The name of this blog, Rainbow Juice, is intentional.
The rainbow signifies unity from diversity. It is holistic. The arch suggests the idea of looking at the over-arching concepts: the big picture. To create a rainbow requires air, fire (the sun) and water (raindrops) and us to see it from the earth.
Juice suggests an extract; hence rainbow juice is extracting the elements from the rainbow, translating them and making them accessible to us. Juice also refreshes us and here it symbolises our nutritional quest for understanding, compassion and enlightenment.

Wednesday 12 September 2012

Are Leaders Redundant?

Lao Tzu.  Source: Wikipedia
Some two and a half millennia ago Lao Tzu (author of the Tao Te Ching) remarked that the sign of the best leaders was that the people would not notice their existence and that when the task was completed and the "leader" had left the people would say that “we did it ourselves”.

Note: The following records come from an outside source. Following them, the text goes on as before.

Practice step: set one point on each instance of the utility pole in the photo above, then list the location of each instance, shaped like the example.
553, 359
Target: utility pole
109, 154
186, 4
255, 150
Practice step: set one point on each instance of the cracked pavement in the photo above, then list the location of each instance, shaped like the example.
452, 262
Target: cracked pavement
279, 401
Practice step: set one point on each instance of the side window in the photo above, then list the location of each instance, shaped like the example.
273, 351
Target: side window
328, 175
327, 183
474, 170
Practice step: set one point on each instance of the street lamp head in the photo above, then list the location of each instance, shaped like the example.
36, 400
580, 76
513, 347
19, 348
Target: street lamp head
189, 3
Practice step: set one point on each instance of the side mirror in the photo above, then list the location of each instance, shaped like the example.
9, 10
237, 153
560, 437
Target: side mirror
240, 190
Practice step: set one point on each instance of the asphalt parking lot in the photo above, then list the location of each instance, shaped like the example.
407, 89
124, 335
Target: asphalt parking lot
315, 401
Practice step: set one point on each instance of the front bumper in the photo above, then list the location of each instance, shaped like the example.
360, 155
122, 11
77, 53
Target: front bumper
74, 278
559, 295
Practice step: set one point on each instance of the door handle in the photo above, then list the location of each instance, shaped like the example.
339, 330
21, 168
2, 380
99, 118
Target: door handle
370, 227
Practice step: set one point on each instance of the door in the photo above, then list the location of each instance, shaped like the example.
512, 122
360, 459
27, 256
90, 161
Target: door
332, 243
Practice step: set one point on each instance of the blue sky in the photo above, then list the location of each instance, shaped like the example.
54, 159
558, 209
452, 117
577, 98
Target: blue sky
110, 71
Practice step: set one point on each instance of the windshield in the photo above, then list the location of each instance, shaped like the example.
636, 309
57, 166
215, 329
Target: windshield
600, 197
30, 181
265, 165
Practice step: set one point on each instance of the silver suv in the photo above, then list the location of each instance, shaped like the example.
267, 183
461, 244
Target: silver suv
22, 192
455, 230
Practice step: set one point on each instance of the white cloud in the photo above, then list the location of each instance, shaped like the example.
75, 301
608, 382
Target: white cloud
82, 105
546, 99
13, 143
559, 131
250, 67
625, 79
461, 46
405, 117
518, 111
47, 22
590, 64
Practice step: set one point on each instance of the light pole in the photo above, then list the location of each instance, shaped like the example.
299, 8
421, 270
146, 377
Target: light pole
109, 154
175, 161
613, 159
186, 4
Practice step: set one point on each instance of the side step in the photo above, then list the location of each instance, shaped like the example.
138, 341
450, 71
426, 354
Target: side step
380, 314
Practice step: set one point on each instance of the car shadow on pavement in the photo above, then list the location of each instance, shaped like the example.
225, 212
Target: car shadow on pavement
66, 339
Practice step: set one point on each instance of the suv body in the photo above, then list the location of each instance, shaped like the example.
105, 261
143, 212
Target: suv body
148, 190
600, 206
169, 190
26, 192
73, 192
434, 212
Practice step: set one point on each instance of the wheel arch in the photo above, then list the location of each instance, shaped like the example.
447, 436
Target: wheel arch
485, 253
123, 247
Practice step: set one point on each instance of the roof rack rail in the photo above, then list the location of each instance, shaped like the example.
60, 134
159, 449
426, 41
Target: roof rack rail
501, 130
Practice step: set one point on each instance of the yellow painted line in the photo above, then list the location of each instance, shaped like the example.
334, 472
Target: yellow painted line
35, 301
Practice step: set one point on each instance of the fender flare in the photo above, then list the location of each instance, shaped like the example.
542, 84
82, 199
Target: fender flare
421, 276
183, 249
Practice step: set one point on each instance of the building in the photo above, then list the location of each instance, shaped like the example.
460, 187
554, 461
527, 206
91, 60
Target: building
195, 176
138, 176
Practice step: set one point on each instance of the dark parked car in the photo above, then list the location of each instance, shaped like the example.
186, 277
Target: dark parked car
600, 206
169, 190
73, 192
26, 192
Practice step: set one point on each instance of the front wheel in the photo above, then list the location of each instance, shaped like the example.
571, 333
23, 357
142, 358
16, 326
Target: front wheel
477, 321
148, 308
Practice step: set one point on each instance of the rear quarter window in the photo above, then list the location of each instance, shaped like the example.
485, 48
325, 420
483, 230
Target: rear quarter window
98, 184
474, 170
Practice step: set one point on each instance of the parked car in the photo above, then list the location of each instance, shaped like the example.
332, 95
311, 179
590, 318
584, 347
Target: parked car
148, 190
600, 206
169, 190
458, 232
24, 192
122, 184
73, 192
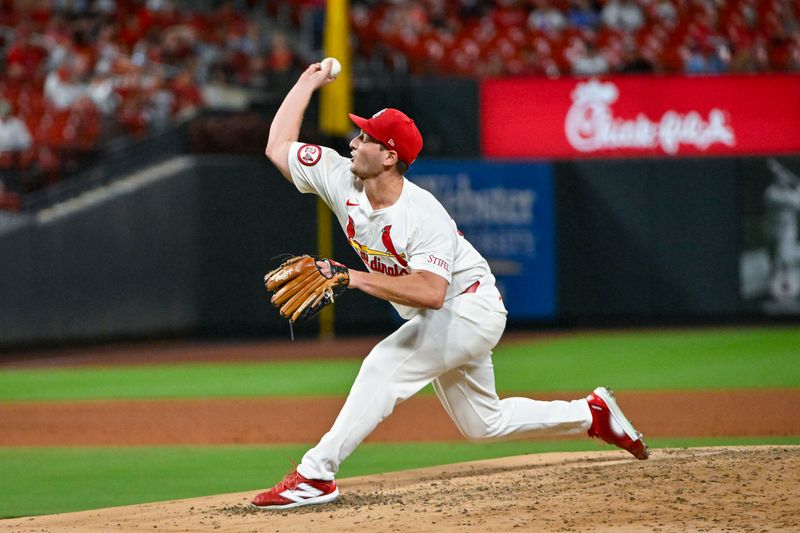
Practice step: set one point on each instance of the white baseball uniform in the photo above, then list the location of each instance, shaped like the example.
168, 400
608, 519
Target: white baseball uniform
450, 347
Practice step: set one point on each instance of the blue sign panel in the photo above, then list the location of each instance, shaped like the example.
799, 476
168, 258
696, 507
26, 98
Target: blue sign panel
506, 211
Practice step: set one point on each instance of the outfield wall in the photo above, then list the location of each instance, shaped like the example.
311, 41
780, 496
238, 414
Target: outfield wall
181, 248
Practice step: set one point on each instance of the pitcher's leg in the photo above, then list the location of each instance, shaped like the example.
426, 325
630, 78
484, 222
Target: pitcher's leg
395, 369
469, 397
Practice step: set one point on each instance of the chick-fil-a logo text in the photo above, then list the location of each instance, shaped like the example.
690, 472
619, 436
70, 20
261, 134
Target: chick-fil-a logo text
591, 126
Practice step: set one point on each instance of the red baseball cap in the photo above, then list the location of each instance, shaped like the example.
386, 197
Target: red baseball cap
394, 129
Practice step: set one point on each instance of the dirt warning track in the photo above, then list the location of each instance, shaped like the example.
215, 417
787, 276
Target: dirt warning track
707, 489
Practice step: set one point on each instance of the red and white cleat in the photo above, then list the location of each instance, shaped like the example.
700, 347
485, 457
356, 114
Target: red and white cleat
610, 425
296, 490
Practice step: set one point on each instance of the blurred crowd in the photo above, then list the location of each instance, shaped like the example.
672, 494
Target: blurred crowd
75, 73
580, 37
78, 73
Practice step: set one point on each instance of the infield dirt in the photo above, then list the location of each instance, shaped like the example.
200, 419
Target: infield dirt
707, 489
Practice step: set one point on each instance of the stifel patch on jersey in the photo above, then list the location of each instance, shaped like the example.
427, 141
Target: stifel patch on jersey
309, 154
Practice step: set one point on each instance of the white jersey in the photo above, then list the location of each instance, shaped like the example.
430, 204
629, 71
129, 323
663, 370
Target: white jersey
415, 233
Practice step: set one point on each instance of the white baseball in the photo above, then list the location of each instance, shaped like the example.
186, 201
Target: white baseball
336, 67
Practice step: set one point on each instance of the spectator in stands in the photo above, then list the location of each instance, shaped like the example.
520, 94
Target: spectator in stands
622, 15
587, 60
62, 89
546, 17
15, 138
582, 15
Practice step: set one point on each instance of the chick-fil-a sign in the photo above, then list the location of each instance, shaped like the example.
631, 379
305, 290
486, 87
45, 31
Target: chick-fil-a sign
632, 117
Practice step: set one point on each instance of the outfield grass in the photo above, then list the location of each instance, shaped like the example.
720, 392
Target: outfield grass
702, 359
56, 480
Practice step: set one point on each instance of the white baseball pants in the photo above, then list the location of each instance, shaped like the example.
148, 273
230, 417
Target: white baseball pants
451, 347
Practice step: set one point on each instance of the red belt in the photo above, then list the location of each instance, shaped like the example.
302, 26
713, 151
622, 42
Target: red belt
472, 288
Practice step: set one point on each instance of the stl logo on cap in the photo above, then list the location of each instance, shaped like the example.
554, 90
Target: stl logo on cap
394, 129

Since Lao Tzu’s time, however, most of our leaders have been highly visible individuals espousing ideas, values and policies that most of those being led are willing to follow with determinism and loyalty.  That description may be rather lean on what distinguishes leaders and their followers but the general idea is, I think, fairly accurate with few exceptions.

Up until the last century the individual, charismatic, eloquent leader with vision, ideas and championing definite policies was possibly in the general interest of society.  But no more.

Our growth as social beings is bringing us to a break from that style of leadership to more collective, cooperative and co-existing ways of decision-making and taking action.  The complexity of the world demands it.  No individual can hope to access enough information or process enough ideas in order to make the decisions that society needs to make.  Indeed, an individual who attempts to tell us that they can is worthy of suspicion.

Danielle Annells makes exactly this point when pondering the choices she had in the recent Australian Local Government elections. “I’ve noticed that those who advocate for uncompromising positions on certain issues are the ones I’m least likely to vote for” she writes.

Annells seeks a change in the mindset of many of today's leaders.  We certainly do.  More so, we need a change of mindset at the very core of our understanding on how society makes decisions and takes action in the future.

The characteristics of such a new mindset include:
  • acknowledging that the issues facing society are complex.
  • recognising that we are all inter-connected and that we are intimately connected with the earth and her myriad of creatures.
  • understanding that data, facts and figures are only one piece of information available to us.
  • understanding that being rational is only one mechanism available to us for decision making.  We also have visceral, sensual and other mechanisms.
  • discovering our desires for greater say in the decisions that affect us and our descendants.
  • realising that we all have access to common sense and that no one of us have ideas that are of greater value than any other.
  • knowing that our current means of selecting our decision-makers is not designed to encourage the previous six characteristics.
Such a mindset may lead us to realise that leaders are redundant.

Since the beginning of the 21st Century there have been many books published alerting us to the dangers facing us (climate change, terrorism, inequality, water and food distribution etc.) and others that espouse new ways of decision-making to help deal with these issues.

However, there have been few attempts to critique the way in which we select our decision-makers and even less that suggest mechanisms that might enable us to tap into the rich tapestry of ideas and dreams of the vast majority of humanity.

The first step, I suggest, is that we must cast aside our notion that leadership resides in charismatic or eloquent individuals and that the only way of getting the “right” leaders into decision-making positions is to vote for them.

The second and further steps?  Well, that's up to all of us collectively, cooperatively and using common sense.  (This blogsite has hinted at some of those steps in previous posts.)